The response to charges of abusive behavior always follows the welfare reform model: a mix of, "they deserve it" and "they aren't actually suffering, anyway." Nobody can make the case that Tanden actually starved Bruenig's mother, since she didn’t, so they've gone trolling for other quotes and signs of iniquity. She has said many dumb things in the past, but it's not clear why that justifies lying to pretend she did things she didn't. Meanwhile, there’s an argument that people like Doyle are exaggerating their distress, or don't want to be held accountable for evil opinions. "How fucking thin skinned are you lol fucking baby" as one thoughtful tweeter declaimed. If Bruenig or his followers were to admit that the people they targeted are actually in distress, they might have to change their behavior. Wouldn't want that.
Bruenig has been on the receiving end of this logic. After he was let go from Demos, he started a gofundme to try to make up for his lost income. Immediately, people online began declaring that he didn't actually need the money because he had other income, or because his wife worked. Bruenig isn't the poorest person on the planet, but when you lose a gig, you lose a gig; it's reasonable that he would have a shortfall, and that he’d try to make it up. But if he's in distress, he deserves sympathy—and no one wants to sympathize with an abusive jerk. So the only recourse is to pretend he can't actually be in need.

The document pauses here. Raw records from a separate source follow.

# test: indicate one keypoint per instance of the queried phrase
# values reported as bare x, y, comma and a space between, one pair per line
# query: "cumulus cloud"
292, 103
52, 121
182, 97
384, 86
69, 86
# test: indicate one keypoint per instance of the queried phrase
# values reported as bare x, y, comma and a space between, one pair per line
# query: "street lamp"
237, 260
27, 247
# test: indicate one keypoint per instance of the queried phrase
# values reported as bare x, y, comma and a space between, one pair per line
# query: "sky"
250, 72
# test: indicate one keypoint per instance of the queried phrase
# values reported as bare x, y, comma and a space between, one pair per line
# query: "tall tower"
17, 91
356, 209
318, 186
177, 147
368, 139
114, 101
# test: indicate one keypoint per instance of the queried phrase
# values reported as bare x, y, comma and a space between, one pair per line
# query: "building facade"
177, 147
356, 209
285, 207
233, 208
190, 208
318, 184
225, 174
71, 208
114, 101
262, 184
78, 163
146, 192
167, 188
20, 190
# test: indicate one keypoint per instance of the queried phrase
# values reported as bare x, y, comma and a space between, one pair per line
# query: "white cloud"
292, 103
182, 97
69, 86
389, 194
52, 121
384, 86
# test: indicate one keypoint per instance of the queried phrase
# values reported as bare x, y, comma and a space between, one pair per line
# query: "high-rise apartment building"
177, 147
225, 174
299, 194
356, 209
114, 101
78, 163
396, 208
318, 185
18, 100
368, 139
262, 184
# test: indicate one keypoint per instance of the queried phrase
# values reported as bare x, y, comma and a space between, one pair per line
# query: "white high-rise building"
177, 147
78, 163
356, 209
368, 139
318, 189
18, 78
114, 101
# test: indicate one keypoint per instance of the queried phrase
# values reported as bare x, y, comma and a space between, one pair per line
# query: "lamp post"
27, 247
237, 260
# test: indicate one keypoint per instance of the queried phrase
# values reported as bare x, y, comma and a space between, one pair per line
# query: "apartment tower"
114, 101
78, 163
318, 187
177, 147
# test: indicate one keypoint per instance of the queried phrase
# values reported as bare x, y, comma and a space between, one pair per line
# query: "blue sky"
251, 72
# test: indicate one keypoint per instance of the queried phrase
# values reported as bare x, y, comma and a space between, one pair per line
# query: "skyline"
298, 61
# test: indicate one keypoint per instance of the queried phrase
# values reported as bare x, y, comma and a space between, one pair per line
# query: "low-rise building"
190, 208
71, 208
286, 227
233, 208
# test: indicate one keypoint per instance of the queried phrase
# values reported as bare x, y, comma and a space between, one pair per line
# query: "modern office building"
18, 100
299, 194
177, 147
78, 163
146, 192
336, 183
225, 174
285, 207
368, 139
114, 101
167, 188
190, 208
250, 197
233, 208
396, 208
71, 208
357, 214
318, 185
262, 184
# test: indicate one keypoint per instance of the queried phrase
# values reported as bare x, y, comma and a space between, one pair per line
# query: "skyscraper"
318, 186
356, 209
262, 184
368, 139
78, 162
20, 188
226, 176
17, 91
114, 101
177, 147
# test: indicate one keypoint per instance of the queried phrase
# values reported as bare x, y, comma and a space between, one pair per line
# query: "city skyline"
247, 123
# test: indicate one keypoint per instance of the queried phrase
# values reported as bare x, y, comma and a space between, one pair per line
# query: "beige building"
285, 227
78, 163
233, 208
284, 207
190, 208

He's not in need anymore; the gofundme quickly got $25,000 in donations from supporters who love the way that Bruenig fights the power by insulting people, misrepresenting them, and joining in organized harassment campaigns.
I'd like to think some of Bruenig's contributors were handing him money because they wanted to support the kind of thoughtful poverty analysis he did through Demos. But realistically, you don't get 25K in a couple of hours for thoughtful poverty analysis. You get it because you're fulfilling people's empowerment fantasies. People love to see Bruenig kick the snot out of some evil neoliberal Hillary supporter—and if he happens to lie about those supporters, or if his actions lead to people posting crude sexual insults and death wishes, well, nobody could have expected that, and anyone who happens to express support for Clinton online should be ready to accept the consequences anyway. Bad people can't really suffer—a socialist battle cry that sounds oddly like the same capitalist battle cry as ever. The old boss and the new boss aren't so different, really. They both want the same, simple thing: to hurt someone, righteously, without consequences, and without guilt.